Monday, May 11, 2009

Study: Communities must do more for vets

Study: Communities must do more for vets

By Kelly Kennedy - Staff writer
Posted : Wednesday May 6, 2009 13:36:12 EDT

The military prides itself on taking care of its own. But a researcher who has studied post-traumatic stress disorder said local communities must play a larger role in the safety net for combat veterans.

If local organizations do not reach out proactively to the Defense and Veterans Affairs departments to become more engaged in treating the veterans returning to their communities, they can expect the veterans’ pain to affect their families, their ability to contribute to society, and even their ability to care for themselves, said Audrey Burnam, senior behavioral scientist at the Rand Corp. think tank.

Burnam said vets returning from the wars in Afghanistan and Iraq represent a “historic opportunity” for communities to learn more about PTSD, educate others about the illness and come together to deal with it.

Burnam, who spoke at a Health Affairs Journal panel May 5 in Washington, is the lead author of a new Rand report, “Mental Health Care for Iraq and Afghanistan War Veterans,” that makes a case for a broad reform of services that looks beyond VA.

She said American communities can expect the return of as many as 300,000 veterans dealing with symptoms of PTSD or traumatic brain injury. Though many will get the help they need while still in uniform, or their symptoms will resolve on their own, many more will deal with sleep disorders, nightmares, relationship issues, anger and flashbacks until they get the help they need.
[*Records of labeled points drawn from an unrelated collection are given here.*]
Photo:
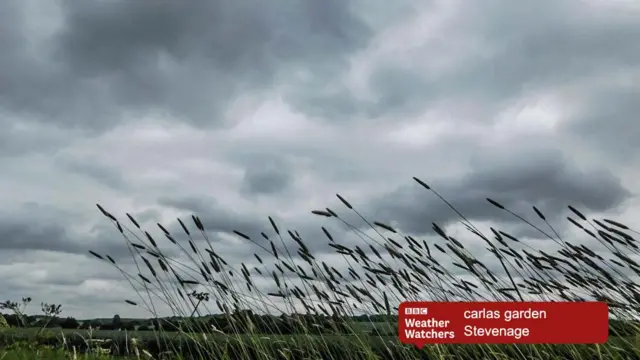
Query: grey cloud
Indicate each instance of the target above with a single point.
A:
(36, 227)
(110, 177)
(517, 180)
(189, 59)
(522, 49)
(214, 217)
(609, 121)
(267, 178)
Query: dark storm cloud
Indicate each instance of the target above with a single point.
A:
(610, 121)
(516, 179)
(214, 217)
(92, 169)
(37, 227)
(266, 178)
(187, 58)
(512, 49)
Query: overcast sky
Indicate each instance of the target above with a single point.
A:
(237, 110)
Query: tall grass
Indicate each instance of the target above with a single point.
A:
(383, 269)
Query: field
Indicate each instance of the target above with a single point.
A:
(351, 312)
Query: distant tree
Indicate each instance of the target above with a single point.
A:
(116, 323)
(69, 323)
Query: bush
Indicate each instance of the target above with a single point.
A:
(3, 323)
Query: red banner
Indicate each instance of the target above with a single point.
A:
(422, 323)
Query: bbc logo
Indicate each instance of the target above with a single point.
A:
(416, 311)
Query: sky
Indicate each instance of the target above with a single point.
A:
(239, 110)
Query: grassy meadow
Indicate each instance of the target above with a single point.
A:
(313, 310)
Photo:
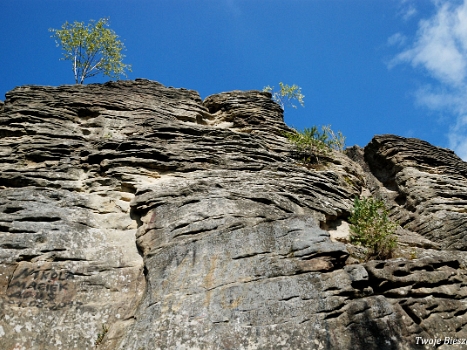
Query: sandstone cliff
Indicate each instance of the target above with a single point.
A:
(137, 216)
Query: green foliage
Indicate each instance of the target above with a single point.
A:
(372, 228)
(286, 95)
(100, 336)
(311, 144)
(92, 48)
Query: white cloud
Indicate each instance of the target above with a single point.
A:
(440, 49)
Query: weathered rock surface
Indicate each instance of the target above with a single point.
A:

But in addition to a continued reluctance among veterans to seek care, there are only about 500,000 mental health care professionals nationwide. Some areas have as few as eight psychiatrists per 100,000 people.

The report said policy reform is needed to push health insurance plans, professional organizations, states and local communities to improve veterans’ access to high-quality services, citing example of mental health workers in New York state who have offered services pro bono, and a free PTSD counseling program in Washington state that also trains school teachers about the effects of deployment on children.

Burnam sharply criticized using only medication or counseling programs that have not been proven effective on combat vets. She recommended evidence-based treatments such as cognitive behavioral therapy, prolonged exposure therapy and eye-movement desensitization and reprocessing.

She said psychotherapy is much more effective for PTSD than medications, and such treatments have been proven to work.

“Effective treatments for PTSD and depressions exist,” Burnam wrote. “Yet they are not being provided systemically to most affected veterans because of significant challenges that extend beyond the [Defense Department] and VA service systems to the broader communities in which veterans reside.”

In some cases, veterans don’t qualify for VA services because their incomes are too high, or they go through their own employer-based health insurance, she said.

Matthew Friedman, executive director of VA’s National Center for PTSD, agreed with Burnam’s study, but said he thinks VA and the Defense Department can meet the clinical needs of service members and veterans — if people are reached early.

Thousands of VA clinicians have undergone training for prolonged exposure and cognitive behavioral therapy, and there has also been “large-scale” training in the Defense Department, he said.

Still, he acknowledged, “I’m convinced many civilian mental-health providers are not adequately trained.”

That can be an issue when a combat veteran sees a family therapist who has no idea how to use exposure treatments, what military acronyms mean or where Fallujah is. Friedman also agreed that medications are not yet as effective as psychotherapy in treating PTSD.

He added that there may soon be new treatments using medications that mediate new learning and could turn a 10-appointment treatment into a five-appointment treatment, or determining a genotype that lets doctors know when someone is more at-risk for PTSD, or finding a “psychological vaccine” that makes people more resilient to trauma exposure.

Burnam of the Rand Corp. think tank proposes six ways to improve mental-health services for veterans:

• Give combat vets confidential treatment for combat stress, unless they have a severe illness or need medication.

• Teach combat vets about evidence-based treatments so they can be their own advocates.

• Train and certify the mental-health workforce in those evidence-based treatments

• Encourage more people to go into mental health care fields.

• Study and craft quality-improvement for veterans health care.

• Offer technical assistance to states seeking to offer or expand programs for combat veterans.